Magistrates are calling for tougher laws on cannabis to halt a crime wave among children who are stealing to buy drugs and graduating to more dangerous drugs.
The demand for the Government to move the drug back to Class B from Class C for young offenders came yesterday as two reports showed that Britain’s drug problems continue unabated. The toll of hard drug abuse in England and Wales is now put at more than £15 billion a year in economic and social costs, according to Home Office figures. The number of addicts has risen to 327,000 and Britain’s illicit drug market is now estimated to be generating £5.3 billion for traffickers and dealers. Heroin and crack, seen as the most dangerous of the illicit drugs, account for about half of the market’s total value.

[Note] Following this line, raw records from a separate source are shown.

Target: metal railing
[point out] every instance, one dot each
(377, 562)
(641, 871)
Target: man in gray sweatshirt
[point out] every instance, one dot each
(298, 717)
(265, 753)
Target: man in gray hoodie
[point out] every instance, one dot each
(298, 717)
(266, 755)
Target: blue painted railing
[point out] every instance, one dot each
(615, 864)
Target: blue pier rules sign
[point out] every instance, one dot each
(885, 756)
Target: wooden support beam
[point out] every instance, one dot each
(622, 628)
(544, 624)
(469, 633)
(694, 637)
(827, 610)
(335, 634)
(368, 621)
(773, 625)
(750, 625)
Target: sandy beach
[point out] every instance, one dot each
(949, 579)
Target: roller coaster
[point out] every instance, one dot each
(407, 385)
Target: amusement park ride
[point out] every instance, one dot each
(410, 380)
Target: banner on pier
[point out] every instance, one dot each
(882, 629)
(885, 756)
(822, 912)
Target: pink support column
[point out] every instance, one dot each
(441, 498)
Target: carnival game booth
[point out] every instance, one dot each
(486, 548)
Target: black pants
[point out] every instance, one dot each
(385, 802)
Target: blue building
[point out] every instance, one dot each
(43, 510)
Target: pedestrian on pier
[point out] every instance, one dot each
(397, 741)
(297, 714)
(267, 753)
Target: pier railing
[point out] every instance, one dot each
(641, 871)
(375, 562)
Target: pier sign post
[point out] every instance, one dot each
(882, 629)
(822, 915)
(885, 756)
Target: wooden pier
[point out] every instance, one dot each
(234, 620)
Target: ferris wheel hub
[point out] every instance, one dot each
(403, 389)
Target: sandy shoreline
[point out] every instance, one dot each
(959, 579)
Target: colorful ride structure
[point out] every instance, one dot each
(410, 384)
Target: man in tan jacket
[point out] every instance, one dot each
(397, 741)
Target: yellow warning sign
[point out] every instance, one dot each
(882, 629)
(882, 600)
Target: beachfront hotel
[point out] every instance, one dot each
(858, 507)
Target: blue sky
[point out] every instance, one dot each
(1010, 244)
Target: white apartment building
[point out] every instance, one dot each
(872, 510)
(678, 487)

A second report published yesterday by the European Union’s main drug monitoring agency provided further alarming evidence of Britain’s inability to tackle its drug problems. It places Britain among the worst European nations for drug misuse at a time when prices are falling and addiction could rise further. Despite record levels of drug seizures, officials admit they are failing to hit the markets where users buy their drugs. Against this backdrop, the call for changes to the cannabis legislation came from 400 delegates at the annual conference of the Magistrates’ Association in Coventry.
Roger Davy, a West Yorkshire magistrate and a national spokesman on youth courts, said: “Children – and that’s what they are – as young as 12, 13 and 14 are coming before us for offences of theft and robbery, which they admit are to raise money to feed their cannabis habit.” He said that cannabis use did not automatically plunge children into a life of crime, but many children believed cannabis was now legal and that nothing would happen if they were caught with it. Mr Davy said that the downgrading of cannabis to a Class C category had sent out the wrong message to vulnerable young people and he cited the case of a 15-year-old boy who had come before Bradford Crown Court accused of murdering one of his brothers in a frenzied knife attack after drinking up to seven cans of lager and smoking several joints. Mr Davy said: “The message has been sent out that having cannabis is not a serious offence, so more people have started to use it – who knows how many. But I am convinced that for many of the vulnerable youngsters I see in court it is a gateway to harder substances.”
The magistrates voted for change as the Home Office report provided a fresh estimate on the total costs of Class A drugs, detailing the price of drug use linked to crime, healthcare and deaths. The report put the cost at £15.4 billion in 2003-04, or £44,231 for each problem drug user. It is an increase of £3 billion on the 2000 figure, but officials said the rise was due to changes in calculations of the costs linked to crime and victims.
Drug-related crime accounts for 90 per cent of the overall cost of Class A drug use. The overall illicit drug market in 2003-04 was £5.2 billion, a fall from the £6.6 billion estimated for 1998. The £5.2 billion drug market in cannabis, amphetamines, Ecstasy, powder cocaine, crack and heroin is one third the value of the tobacco market and 41 per cent the size of the alcohol market. The size of the drug trade is comparable to British Airways’ stock market value of £5.5 billion and the brick and cement giant Hanson’s stock value of £5.3 billion.
The Home Office report said that the decline in the size of the illicit market was a result of the sharp fall in the cost of drugs on the streets. According to last year’s report of the European Monitoring Centre for Drugs and Drug Addiction, published in Brussels yesterday, prices of cocaine, heroin, amphetamines, Ecstasy and cannabis across Europe have been steadily falling for the past five years. The report says that, although drug use may have stabilised in Britain and other countries, danger lies ahead, especially over cocaine use. The drug is now the second most popular after cannabis. It said: “In Europe, cocaine is at historically high levels and studies suggest it is a common pattern for increases in problems relating to a drug to lag some years behind increases.” The report shows that Britain is top of the league for cocaine use among 15 to 34-year-olds, with 10.5 per cent of the population of that age group trying the drug at least once. Britain also came top of the 15-24 age group, with nearly 6 per cent having used the drug in the past year.
In 2003, the latest figures available, Britain was also top for heroin
seizures, second for cocaine and cannabis seizures after Spain and top again
for Ecstasy seizures.
Vernon Coaker, the Minister responsible for drugs, said: “Record sums invested in tackling drugs have helped to cut acquisitive crime, which is largely drug-related, by 16 per cent in the last two years.”
But David Davis, the Shadow Home Secretary, questioned government policy. “This is the cost of Labour’s failure on drugs, and it is being met by the public. Labour must end its chaotic and confused approach and get an urgent grip on this problem,” he said.
Martin Barnes, chief executive of the charity DrugScope, said: “Despite encouraging signs that drug use overall is stable and for some drugs is falling, there is clearly no room for complacency.”